I'm working 60+ hours a week, taking care of the household chores, cooking dinners in my basement "McGyver" kitchen (two saw horses, an old door, a crockpot, electric skillet and toaster oven), no running water except the shower and toilet (doing dishes consists of a Rubbermaid container in the shower - wash hair, wash dishes, lather, rinse, repeat) . . . I'm at my wits' end. He's putzing outside raking leaves, helping his Dad fix the lawnmower, painting the garage door - almost anything except working on the kitchen/bath of the house. I've asked nicely, begged, pleaded, yelled, bribed, cried - even kicked him out of the house once! I can't get him to "man-up" and finish the house, get a job, or get his license.

What am I doing wrong? Any advice from someone who has been in a similar situation? I'm tired of taking care of EVERYTHING - it's like I'm the mother and he is the child.

Help . . . .


----------



## YupItsMe (Sep 29, 2011)

Hes a loser. He doesnt care. Dump him.


----------



## deejov (Sep 24, 2011)

Leave. Stop working two jobs. Let the house go. It's not worth your mental health to work 60 hrs. a week for a house that is not even finished. Stop paying all the bills. Call his parents, tell them what is going on, pack up and spend your money on rent. 

You can't force him to do what needs to be done. Take care of yourself. He needs some help. He's most likely depressed as well. I'm so sorry it has gotten this bad in just 2 years. Do you have any kids?


----------



## Yardman (Sep 10, 2011)

WoW!!!!!

Buy some fire crackers and set them off under his arse when he is napping?


----------



## Prodigal (Feb 5, 2011)

WifeOrMother? said:


> What am I doing wrong? ... I'm tired of taking care of EVERYTHING - it's like I'm the mother and he is the child.


You are supporting his worthless ass, that's what's wrong. Okay, you're tired of living like you're in a third-world country with the half-finished house. You are playing the mother. And he's the child who is milking this for everything it's worth.
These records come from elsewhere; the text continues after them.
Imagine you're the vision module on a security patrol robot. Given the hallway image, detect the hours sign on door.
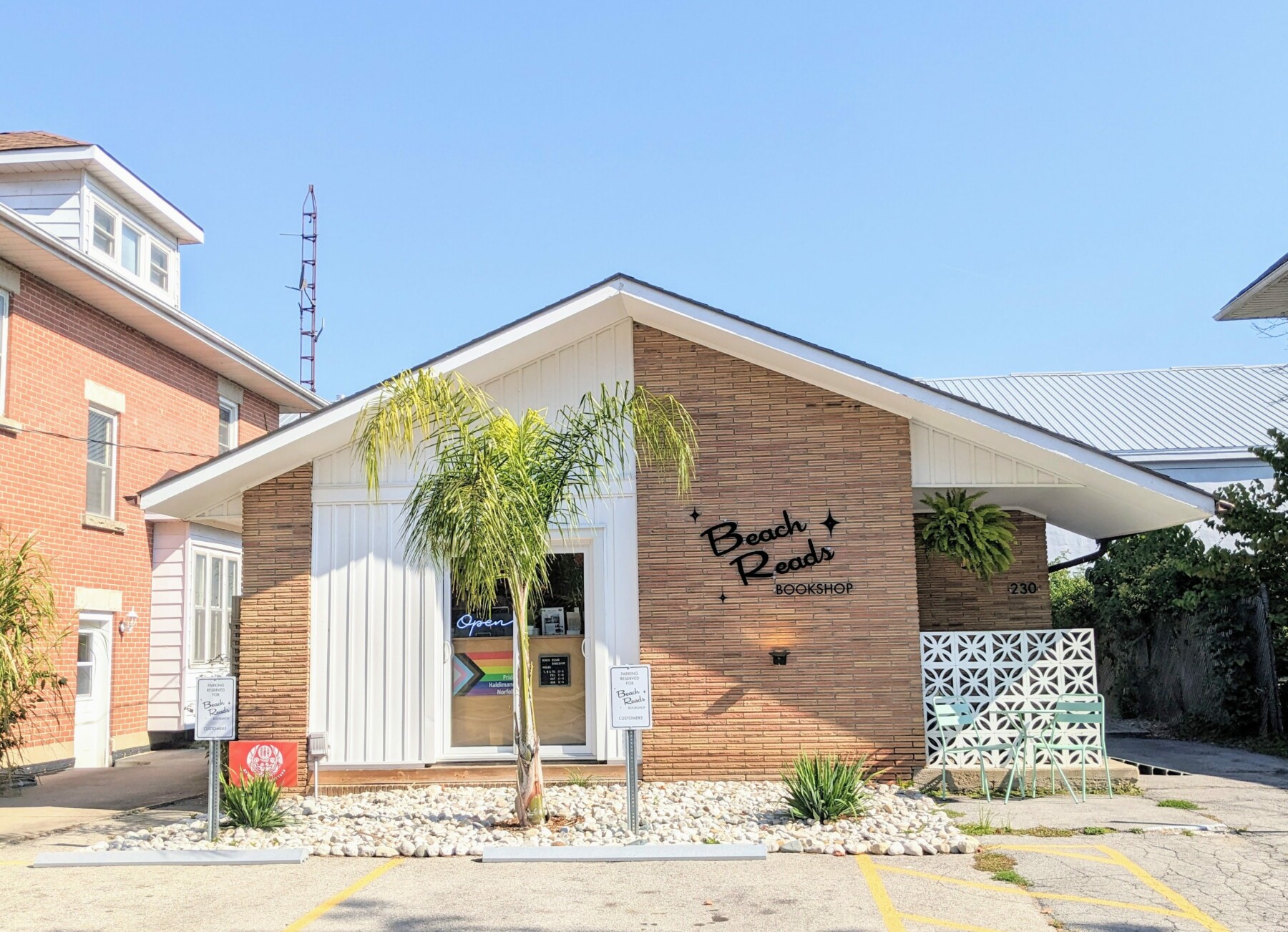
[608,664,653,728]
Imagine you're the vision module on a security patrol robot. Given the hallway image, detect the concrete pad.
[483,845,765,864]
[0,747,206,842]
[31,848,309,868]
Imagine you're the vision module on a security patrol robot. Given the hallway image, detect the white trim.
[85,379,125,414]
[72,586,121,621]
[85,402,121,521]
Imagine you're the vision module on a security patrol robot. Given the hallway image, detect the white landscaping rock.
[80,780,979,858]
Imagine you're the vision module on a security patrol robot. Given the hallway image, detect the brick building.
[142,276,1212,782]
[0,132,322,770]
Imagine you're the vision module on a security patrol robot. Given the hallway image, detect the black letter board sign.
[540,654,572,686]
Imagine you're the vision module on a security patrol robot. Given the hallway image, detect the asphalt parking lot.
[0,742,1288,932]
[0,834,1267,932]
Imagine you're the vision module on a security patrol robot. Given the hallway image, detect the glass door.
[448,552,590,759]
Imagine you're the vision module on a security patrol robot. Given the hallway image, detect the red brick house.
[0,132,322,770]
[142,275,1214,785]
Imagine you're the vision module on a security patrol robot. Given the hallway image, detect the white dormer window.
[150,243,170,291]
[121,220,143,275]
[94,204,116,256]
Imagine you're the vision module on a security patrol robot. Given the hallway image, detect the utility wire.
[3,427,215,459]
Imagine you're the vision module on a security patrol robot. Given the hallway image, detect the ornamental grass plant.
[219,773,286,832]
[783,754,881,822]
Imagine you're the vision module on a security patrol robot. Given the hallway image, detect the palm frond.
[353,369,493,492]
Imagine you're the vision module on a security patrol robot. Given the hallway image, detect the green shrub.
[219,775,286,832]
[783,754,879,822]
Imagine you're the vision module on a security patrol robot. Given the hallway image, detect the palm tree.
[354,370,697,825]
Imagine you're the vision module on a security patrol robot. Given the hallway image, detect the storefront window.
[449,553,586,747]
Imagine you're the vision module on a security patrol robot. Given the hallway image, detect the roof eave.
[142,275,1214,523]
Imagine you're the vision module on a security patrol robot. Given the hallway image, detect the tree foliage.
[0,536,67,784]
[1051,429,1288,731]
[921,489,1015,581]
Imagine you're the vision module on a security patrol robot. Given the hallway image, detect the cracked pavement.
[0,739,1288,932]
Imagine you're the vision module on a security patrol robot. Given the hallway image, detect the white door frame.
[426,525,608,762]
[72,611,114,767]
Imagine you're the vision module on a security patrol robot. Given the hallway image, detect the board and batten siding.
[148,521,188,731]
[309,320,639,766]
[0,172,81,249]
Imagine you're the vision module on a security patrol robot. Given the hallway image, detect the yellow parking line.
[1098,845,1230,932]
[899,913,998,932]
[854,855,904,932]
[285,858,403,932]
[873,865,1185,932]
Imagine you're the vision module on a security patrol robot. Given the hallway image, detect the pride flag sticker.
[452,649,514,696]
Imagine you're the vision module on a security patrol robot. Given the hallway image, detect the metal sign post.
[608,664,653,835]
[192,676,237,842]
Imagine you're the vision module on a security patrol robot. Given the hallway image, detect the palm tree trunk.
[514,584,546,825]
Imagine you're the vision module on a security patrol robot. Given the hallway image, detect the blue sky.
[0,3,1288,397]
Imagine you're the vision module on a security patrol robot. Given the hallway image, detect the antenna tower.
[300,185,322,392]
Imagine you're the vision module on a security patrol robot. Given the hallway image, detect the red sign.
[228,741,299,787]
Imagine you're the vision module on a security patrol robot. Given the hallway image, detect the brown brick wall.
[237,462,313,776]
[0,265,277,759]
[635,325,924,779]
[917,512,1051,631]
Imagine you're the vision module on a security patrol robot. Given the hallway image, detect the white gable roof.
[142,275,1214,538]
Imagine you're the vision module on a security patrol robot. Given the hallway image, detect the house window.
[188,550,241,664]
[151,243,170,291]
[85,407,116,518]
[121,222,143,275]
[94,204,116,256]
[219,398,237,452]
[0,291,9,415]
[76,633,94,696]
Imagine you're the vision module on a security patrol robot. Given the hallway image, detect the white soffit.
[911,420,1079,489]
[142,276,1212,536]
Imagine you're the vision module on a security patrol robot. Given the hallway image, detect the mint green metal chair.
[1033,694,1114,803]
[929,697,1025,802]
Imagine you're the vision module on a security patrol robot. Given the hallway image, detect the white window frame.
[187,547,241,669]
[0,291,9,417]
[147,240,174,294]
[215,396,241,452]
[89,200,121,259]
[85,404,121,521]
[116,218,142,278]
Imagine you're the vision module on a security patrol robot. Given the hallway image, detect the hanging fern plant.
[921,489,1015,581]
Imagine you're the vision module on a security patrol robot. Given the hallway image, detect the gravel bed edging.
[89,781,979,858]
Please give yourself the greatest gift you will ever deserve ... dump this piece of s***. Even in this rotten economy, he could get a couple part-time jobs. Why should he, when you are allowing him to sponge off you?


----------



## WifeOrMother? (Nov 6, 2011)

I have two kids from my first marriage. I don't want to go down the divorce road again . . . or screw up my credit and let this house get repo'd just to prove a point. Not only would I not be able to purchase a home for me and my kids again, I would lose all of the equity in the house.

Any constructive advice out there?


----------



## deejov (Sep 24, 2011)

I stand by my comment that your mental health is not worth this. 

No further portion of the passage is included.